I. Histoire naturelle et théorie de l’évolution
a) Histoire naturelle et naturalistes avant Darwin
L’histoire naturelle occupe au XVIII e siècle une place centrale dans la culture, en Grande-Bretagne comme sur le Continent. Faut-il rappeler que le mot « histoire » n’implique nullement ici l’idée de déroulement temporel que nous serions tentés d’y mettre, mais qu’il est seulement à prendre au sens étymologique : enquête, recherche d’information. En deçà de toute historicité, l’histoire naturelle n’est encore qu’une description des trois règnes : animal, végétal et minéral. Cette description est rendue urgente et difficile par le nombre sans cesse croissant d’espèces jusqu’alors inconnues qui arrivent en Europe. Jardins et collections s’emplissent de spécimens de plantes et d’animaux. Certains végétaux prennent place parmi les plantes cultivées en Europe pour l’alimentation ou pour l’ornement, tandis que d’autres, tel le café, se voient transportés d’une colonie à l’autre ; tous, et même ceux, les plus nombreux, qui n’intéressent que les naturalistes, changent, par leur accumulation, l’image du monde vivant. À l’intérieur des pays européens eux-mêmes les campagnes sont parcourues par des amateurs passionnés, leur flore et leur faune minutieusement observées. Les espèces végétales qui se comptaient par centaines au début du XVI e siècle se comptent par milliers au XVII e siècle, par dizaines de mille au tournant du XVIII e et du XIX e siècle. Cet effet de masse multiplie les risques de double emploi dans les descriptions et rend obsolète le recours à l’ordre alphabétique. Par là il impose la recherche d’une nomenclature et d’une classification sur lesquelles tous les naturalistes puissent se mettre d’accord pour nommer et classer toutes ces espèces suivant les mêmes règles. C’est précisément ce que se propose de réaliser Linné qui, à cet égard, fait figure de modèle.
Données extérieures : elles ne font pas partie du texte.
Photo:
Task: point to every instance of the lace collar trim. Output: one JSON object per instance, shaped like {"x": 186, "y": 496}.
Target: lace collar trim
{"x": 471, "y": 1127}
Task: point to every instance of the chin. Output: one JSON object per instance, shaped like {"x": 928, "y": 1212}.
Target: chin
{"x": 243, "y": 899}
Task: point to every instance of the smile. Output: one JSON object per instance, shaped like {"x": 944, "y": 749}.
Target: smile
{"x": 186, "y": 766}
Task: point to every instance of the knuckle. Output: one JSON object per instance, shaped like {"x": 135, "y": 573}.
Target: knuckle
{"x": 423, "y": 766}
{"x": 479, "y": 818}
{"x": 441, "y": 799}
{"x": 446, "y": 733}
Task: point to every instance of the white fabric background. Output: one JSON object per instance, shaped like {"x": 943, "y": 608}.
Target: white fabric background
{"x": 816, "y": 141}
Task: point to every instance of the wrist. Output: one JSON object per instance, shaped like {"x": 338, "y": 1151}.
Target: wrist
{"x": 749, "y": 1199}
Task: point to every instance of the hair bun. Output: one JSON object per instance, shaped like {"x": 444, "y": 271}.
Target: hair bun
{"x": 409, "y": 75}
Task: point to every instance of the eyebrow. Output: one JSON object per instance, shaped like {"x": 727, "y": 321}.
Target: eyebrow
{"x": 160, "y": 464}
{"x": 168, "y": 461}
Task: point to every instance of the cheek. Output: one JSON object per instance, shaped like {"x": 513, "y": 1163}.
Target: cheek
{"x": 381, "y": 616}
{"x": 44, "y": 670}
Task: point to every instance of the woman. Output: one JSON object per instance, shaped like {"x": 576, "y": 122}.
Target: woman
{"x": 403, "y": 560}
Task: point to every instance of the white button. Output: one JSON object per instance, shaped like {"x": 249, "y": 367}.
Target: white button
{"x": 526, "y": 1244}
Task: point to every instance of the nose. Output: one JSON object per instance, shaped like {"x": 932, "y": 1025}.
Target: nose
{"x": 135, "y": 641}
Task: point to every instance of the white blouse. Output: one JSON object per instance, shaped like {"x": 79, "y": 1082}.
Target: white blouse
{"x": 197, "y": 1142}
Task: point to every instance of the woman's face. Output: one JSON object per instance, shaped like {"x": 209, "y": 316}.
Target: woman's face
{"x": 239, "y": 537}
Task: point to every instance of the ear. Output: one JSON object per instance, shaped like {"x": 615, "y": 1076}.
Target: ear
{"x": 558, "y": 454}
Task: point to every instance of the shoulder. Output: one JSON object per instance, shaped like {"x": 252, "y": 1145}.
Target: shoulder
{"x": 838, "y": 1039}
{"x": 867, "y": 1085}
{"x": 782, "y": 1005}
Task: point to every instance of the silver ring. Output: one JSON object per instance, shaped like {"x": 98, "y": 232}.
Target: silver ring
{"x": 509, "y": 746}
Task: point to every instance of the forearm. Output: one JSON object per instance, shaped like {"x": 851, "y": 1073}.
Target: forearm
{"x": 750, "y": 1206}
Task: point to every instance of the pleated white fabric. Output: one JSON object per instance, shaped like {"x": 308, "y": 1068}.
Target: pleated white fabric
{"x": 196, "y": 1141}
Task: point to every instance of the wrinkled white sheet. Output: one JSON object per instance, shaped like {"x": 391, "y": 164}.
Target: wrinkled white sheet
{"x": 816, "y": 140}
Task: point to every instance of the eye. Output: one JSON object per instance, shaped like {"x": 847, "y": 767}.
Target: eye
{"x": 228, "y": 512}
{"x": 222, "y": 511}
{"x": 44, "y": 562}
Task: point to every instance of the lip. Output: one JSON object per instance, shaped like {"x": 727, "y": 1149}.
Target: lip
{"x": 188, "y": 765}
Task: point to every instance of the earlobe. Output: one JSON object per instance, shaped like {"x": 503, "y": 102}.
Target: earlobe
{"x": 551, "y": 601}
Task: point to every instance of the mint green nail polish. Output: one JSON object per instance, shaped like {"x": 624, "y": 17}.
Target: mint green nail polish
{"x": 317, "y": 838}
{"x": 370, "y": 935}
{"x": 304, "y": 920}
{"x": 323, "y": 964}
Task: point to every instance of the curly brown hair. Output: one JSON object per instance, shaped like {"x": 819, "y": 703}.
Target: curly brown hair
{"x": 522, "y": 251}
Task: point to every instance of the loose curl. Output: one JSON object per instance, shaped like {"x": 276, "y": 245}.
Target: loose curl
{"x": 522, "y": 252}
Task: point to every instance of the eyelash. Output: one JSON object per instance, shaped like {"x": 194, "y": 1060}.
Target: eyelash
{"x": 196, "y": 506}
De l’œuvre du naturaliste suédois, la postérité a retenu essentiellement la nomenclature binominale – fixée dans le Species plantarum en 1753 et dans la dixième édition du Systema naturae en 1758, et encore en usage aujourd’hui – qui permet de désigner chaque espèce par un nom générique complété par un adjectif, ou un substantif, spécifique. Ainsi l’Érable champêtre s’appelle Acer campestre, et le Sycomore Acer pseudo-platanus ; la Mésange charbonnière Parus major, et la Mésange bleue Parus caerulus. Pour ses contemporains, cependant, le prestige de Linné n’est pas seulement lié à cette codification mais aussi à sa classification du règne végétal fondée sur le nombre des organes sexuels visibles dans la fleur. Ce système qui ne fait appel qu’à un seul critère est relativement facile à utiliser mais il aboutit à réunir dans la même classe des espèces qui peuvent n’avoir d’autre point commun que le nombre de leurs étamines ; aussi, dès la fin du XVIII e siècle on le voit reculer devant la concurrence de la méthode des familles naturelles, dont le principe est de regrouper par familles les genres qui se ressemblent le plus, sans hésiter pour cela à faire appel à plusieurs critères.
Pour former ces familles naturelles, la méthode exposée par Antoine Laurent de Jussieu en 1789 dans le Genera plantarum repose sur la pondération des caractères.